Australian women’s minister quits in major blow to government

Australia’s minister for women is set to retire from politics, a major blow for the embattled minority government amid accusations it has a problem with female representation ahead of crucial national elections.

Cabinet minister Kelly O’Dwyer – the latest in a string of female politicians to quit the ruling Liberal-National coalition – said on Saturday she would not recontest her lower house seat at the upcoming poll, due by mid-May.

Just a few months ago, O’Dwyer was reported by Australian media as warning in a closed meeting that the Liberals were widely viewed by voters as “homophobic, anti-women, climate-change deniers”.

Ms O’Dwyer – one of six women in the coalition’s 23-person frontbench – said her decision was made for personal reasons and that she wanted to spend more time with her children.

The surprise departure of the senior MP is a massive setback for Prime Minister Scott Morrison and his coalition, already reeling from poor opinion polls, criticisms about its lack of gender diversity and numerous scandals.

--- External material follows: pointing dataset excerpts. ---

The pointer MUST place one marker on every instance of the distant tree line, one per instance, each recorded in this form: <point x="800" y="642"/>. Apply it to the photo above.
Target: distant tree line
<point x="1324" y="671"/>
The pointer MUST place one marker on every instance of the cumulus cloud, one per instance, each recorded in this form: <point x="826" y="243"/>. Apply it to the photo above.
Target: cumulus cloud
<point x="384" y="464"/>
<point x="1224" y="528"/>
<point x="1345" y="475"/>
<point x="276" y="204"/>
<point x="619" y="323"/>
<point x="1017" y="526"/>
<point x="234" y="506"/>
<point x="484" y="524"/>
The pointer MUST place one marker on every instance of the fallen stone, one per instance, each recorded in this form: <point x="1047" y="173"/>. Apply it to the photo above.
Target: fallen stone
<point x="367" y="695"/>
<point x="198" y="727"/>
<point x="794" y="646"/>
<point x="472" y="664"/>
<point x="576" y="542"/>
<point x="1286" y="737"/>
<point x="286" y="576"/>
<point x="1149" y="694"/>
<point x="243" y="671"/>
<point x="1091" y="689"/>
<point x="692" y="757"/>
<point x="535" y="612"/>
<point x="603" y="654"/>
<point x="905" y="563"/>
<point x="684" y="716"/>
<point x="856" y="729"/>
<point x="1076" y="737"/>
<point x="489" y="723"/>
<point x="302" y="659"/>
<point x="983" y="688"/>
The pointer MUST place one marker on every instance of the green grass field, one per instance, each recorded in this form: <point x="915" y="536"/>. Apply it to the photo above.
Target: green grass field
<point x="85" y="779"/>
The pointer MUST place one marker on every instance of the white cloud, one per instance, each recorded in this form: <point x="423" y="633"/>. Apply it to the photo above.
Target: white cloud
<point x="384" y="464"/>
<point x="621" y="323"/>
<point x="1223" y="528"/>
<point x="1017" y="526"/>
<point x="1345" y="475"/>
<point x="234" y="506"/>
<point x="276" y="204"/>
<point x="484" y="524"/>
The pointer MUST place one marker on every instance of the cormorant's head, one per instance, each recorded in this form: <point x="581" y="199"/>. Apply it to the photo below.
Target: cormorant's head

Most recently, married Nationals MP Andrew Broad said he would not recontest his seat after becoming embroiled in a scandal involving a “sugar baby” online dating service – where an older man pays to maintain a high-end lifestyle for a younger, beautiful companion.

Ms O’Dwyer was a supporter of former moderate PM Malcolm Turnbull, who was ousted by the more right-leaning Morrison in a party coup in August.

Since then, Mr Morrison’s government has lurched from crisis to crisis, and lost its one-seat parliamentary majority in October after losing Turnbull’s vacated seat in a by-election to an independent.

Its hold on power was further eroded when one of Turnbull’s supporters, Liberal MP Julia Banks, said she was quitting the party to become an independent.

Several high-profile Liberal women had also said during the battle to oust and replace Turnbull that they were bullied and threatened to vote a certain way.

On Sunday thousands joined a ‘Women’s March’ in cities across Australia, protesting violence against women and the murder last week of a 21-year-old Israeli student who was killed on her way home from a comedy night.